Unionized For A Classless Society
A national influence who shaped India's trade unions and fought against injustice, B.T Randive was also one of the prominent leaders of the Communist Party of India and struggled to birth a society free from the oppressions of caste and class.
Bhalchandra Trimbak Ranadive, fondly known as BTR, was born on 19th December 1904. He witnessed colonial India, its struggles, and even independent India and its set of challenges, and so, he was able to be instrumental in shaping a vision for India.
He completed his master's in 1927 and, within a year, joined the furtive Communist Party. His ardent desire for change did not end there, and he became a notable leader of the All India Trade Union Congress. Amongst the many unions he was active in, he is most remembered for his struggles of textile workers in Bombay, and the strifes of the railway worked under the Girini Kamgar Union. Subsequently, he was appointed as the secretary of the GIP Railway worker's Union.
His work was more than just that, and he eventually married a woman named Vimal, who was also a trade union activist in 1939.
Apart from the unions, Ranadive found himself at the political front, elected to the party's Central Committee in 1943, and three years down the line, in 1946, he played a significant role to support the Naval Ratings Revolt or the 1946 Naval Uprising by organizing a general strike in its support.
Post-independence, all was going well for him, and in February 1948, at the Communist Party's second party congress, he was extended the roles and responsibilities of the General Secretary of the party and served for two years. He changed the face of the party and encouraged revolutionary uprisings.
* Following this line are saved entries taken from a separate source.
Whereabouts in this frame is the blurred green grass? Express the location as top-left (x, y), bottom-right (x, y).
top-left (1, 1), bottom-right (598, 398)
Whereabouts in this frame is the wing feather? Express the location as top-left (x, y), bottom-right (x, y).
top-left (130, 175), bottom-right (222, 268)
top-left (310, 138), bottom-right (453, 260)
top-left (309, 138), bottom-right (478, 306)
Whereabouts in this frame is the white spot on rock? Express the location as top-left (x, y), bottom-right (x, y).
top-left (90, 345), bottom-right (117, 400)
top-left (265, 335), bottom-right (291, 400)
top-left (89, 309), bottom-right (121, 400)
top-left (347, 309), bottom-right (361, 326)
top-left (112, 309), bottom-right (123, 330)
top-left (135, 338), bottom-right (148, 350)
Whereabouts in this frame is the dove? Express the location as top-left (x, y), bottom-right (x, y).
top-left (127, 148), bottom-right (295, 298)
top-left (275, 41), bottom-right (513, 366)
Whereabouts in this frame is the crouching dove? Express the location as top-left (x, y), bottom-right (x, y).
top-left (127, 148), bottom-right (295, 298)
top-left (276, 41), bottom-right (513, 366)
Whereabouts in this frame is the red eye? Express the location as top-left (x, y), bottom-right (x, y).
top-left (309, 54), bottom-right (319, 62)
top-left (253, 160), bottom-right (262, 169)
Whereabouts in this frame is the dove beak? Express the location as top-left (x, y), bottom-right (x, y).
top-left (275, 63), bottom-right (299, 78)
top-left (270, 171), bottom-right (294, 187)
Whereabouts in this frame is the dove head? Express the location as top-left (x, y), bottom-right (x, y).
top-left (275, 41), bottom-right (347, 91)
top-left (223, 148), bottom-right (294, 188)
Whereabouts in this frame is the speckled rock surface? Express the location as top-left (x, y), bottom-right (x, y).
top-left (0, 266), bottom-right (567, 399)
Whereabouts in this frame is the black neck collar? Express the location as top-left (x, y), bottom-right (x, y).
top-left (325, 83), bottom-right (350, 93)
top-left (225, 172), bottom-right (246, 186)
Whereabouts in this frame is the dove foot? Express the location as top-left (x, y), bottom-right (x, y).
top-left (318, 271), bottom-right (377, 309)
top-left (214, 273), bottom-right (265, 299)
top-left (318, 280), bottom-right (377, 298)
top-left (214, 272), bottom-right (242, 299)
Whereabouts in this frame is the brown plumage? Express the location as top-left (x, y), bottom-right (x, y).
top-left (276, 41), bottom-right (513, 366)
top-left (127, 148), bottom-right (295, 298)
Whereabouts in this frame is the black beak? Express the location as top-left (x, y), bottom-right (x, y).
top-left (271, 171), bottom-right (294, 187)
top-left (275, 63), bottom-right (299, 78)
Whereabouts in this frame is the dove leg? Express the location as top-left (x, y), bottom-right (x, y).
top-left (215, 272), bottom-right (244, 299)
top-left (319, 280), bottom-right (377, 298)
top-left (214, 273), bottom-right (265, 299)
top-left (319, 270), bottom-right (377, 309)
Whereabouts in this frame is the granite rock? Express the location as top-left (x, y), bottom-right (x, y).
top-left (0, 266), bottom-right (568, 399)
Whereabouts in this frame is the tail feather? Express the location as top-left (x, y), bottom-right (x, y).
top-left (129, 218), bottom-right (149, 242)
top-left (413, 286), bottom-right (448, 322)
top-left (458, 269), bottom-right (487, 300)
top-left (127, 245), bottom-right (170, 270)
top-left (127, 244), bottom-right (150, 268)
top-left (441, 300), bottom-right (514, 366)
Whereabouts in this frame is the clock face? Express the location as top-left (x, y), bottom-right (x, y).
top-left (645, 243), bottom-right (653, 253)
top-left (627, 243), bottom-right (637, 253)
However, this did not bode well, and in 1950, he was denounced and deposed.
This slump was only short-lived and in 1956, he was included yet again in the Central Committee and became a leading figure for the leftist section.
He became a powerful leader who went to jail during the Indo-China war, became the president of the Centre of Indian Trade Unions and is still remembered by its central building named after him, "BTR Bhavan".
BTR was a brilliant leader and scholar who fought for the rights of all sections of society.